= Rykeneld Street =

Roman road in England

Rykeneld Street or Ryknield Street was a Roman road which ran through the northern Midlands of England from Deva (Chester) to Derventio (Derby) via what is now Stoke-on-Trent. It is not to be confused with the Icknield Street. It has in the past also been called by Victorian antiquarians the "Via Devina". The territory traversed would have been that of the Cornovii.

==Route==
Beginning at Chester the road ran south-east to a known Roman fort structure at Chesterton in North Staffordshire (partly excavated with modern methods from 1969 to 1971). It then ran through Wolstanton, as discovered when the Marsh was partly drained in the 1870s, then in a major educational excavation in the 1960s, and a lesser one in 1995.

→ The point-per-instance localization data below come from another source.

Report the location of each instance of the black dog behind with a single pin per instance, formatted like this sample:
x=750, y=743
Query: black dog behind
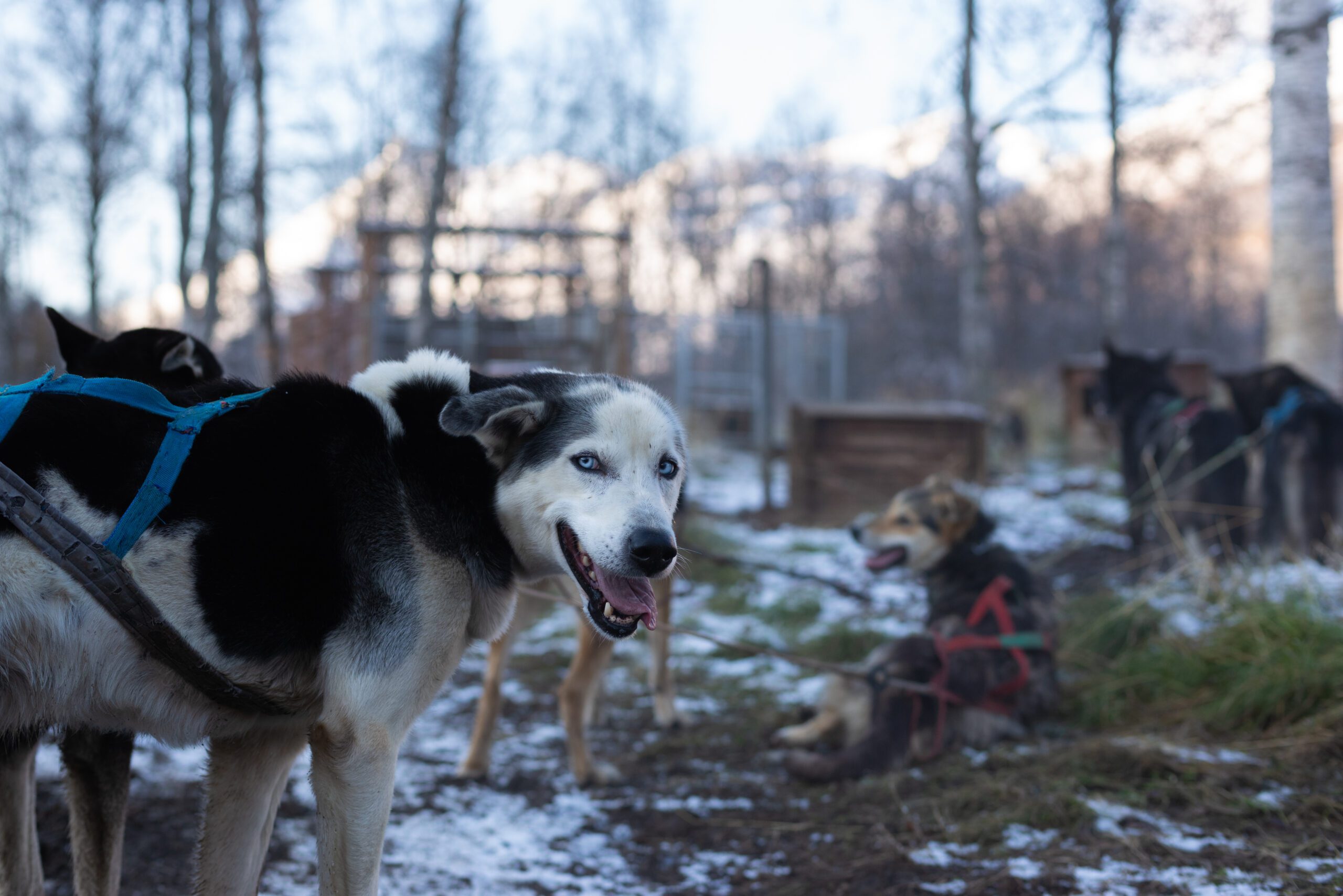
x=1302, y=485
x=166, y=359
x=987, y=691
x=1174, y=452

"The road surface was made up of thick sandstone blocks, on a foundation of a thick layer of clay on gravel. The road was 20 feet wide between the kerbstones. The surface had been repaired at some time with pebbles in one area."

The road then ran from Wolstanton along the valley ridge to drop down into the often-flooded Fowlea Valley. Local historians suspect that the road dropped into the valley at Basford to meet a raised causeway across the valley bottom at Etruria. From there it reached the site of the modern Stoke-on-Trent railway station.

The road then crossed the young River Trent and ran down Lane Delph (now the end of the modern King Street, Fenton), toward Normacot. There is documentary evidence in the 1223 foundation charter of the Abbey of Hulton in Stoke-on-Trent which names the (then still existing) Rykeneld Street as a boundary of the lands at Normacot assigned to the Abbey. The road then ran to Blythe Bridge and on to Uttoxeter. The line of the road at Uttoxeter was described and traced by Francis Redfern (1873).

==Related structures and finds==

Various Roman relics have been found along the route in North Staffordshire, including a well-preserved updraught pottery kiln at Trent Vale in Stoke-on-Trent with supporting coin and pottery finds. A Roman hoard was found at Longton, on the line of the road through Stoke-on-Trent, in 1960.

The Roman fort at Chesterton has already been mentioned. There was also a large specialised industrial centre near to Chesterton at Holditch, possibly of independent miners and metalworking artisans supplying the passing military trade on the Rykeneld Street. For a detailed summary account of the excavations and evidence for this settlement see Burnham and Watcher (1990).